One of the most important elements that sets Trex fencing apart from other manufactured fences is its strength. The material in Trex is 2x to 4x as thick as vinyl and other composites. Combined with its density, the thickness of the material is what gives Trex an incredible wind load rating of 130+ mph on 8′ centers. It also weathers well. Even if a wood fence is stained or painted frequently, pickets, rails, and posts will eventually warp, twist, and rot. Wood simply won’t last as long as Trex, and across the life of a Trex fence you can probably expect the wood fence to be replaced at least once and go through significant repairs, let along require frequent re-staining or painting.
Trex’s interlocking pickets completely obscure visibility through the fence. Wood pickets will gap over time as they shrink, creating privacy problems. Even board-on-board wood fences tend to warp, creating gaps as well. In terms of visibility above a fence, vinyl and other composites are typically limited to 6 ft. tall, but that isn’t the case with Trex. Trex fence systems can be configured for heights up to 12 ft. tall.

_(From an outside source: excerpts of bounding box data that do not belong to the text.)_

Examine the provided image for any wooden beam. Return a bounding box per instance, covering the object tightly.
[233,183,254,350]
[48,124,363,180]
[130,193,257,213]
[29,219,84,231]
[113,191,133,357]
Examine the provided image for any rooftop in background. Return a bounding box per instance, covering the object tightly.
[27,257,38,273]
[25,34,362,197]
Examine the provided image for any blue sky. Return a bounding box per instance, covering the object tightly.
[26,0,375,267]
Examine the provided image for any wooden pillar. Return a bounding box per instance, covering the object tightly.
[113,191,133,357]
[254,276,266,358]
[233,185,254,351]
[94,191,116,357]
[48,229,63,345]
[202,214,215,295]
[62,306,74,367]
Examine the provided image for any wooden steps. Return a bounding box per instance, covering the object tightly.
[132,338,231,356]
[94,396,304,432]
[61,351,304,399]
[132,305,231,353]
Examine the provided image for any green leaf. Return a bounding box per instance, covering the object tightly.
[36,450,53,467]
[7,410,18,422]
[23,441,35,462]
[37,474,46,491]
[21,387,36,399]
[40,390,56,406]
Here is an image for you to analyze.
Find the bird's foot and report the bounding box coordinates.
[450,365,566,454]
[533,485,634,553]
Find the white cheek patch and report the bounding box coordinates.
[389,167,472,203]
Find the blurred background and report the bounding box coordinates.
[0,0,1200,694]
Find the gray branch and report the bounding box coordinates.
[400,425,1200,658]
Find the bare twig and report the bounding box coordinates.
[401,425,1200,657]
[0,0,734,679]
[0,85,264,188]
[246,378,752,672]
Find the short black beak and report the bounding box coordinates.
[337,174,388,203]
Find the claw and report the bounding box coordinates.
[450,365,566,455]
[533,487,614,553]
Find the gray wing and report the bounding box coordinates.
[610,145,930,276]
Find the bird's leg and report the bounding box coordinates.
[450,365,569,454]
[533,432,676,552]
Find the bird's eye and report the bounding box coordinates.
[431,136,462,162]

Anticipated Costs for Trex Fencing
Nationally, Trex fencing averages in the $70’s per foot installed including the materials. A comparable pre-stained cap-and-trim/board-on-board design in wood usually runs in the $40’s. Factoring maintenance and replacements, Trex becomes the better bargain over time and an owner doesn’t have to worry about scheduling maintenance or dealing with the nuisance of replacing a rotting post here or a few cracked pickets there every few years. Given its durability, it is also the greater value compared to vinyl or other composites which may be cheaper. A Trex fence is less likely to sustain incidental damage from small rocks kicked up by a lawnmower, kids throwing balls against the fence, or a bicycle bumping into a post.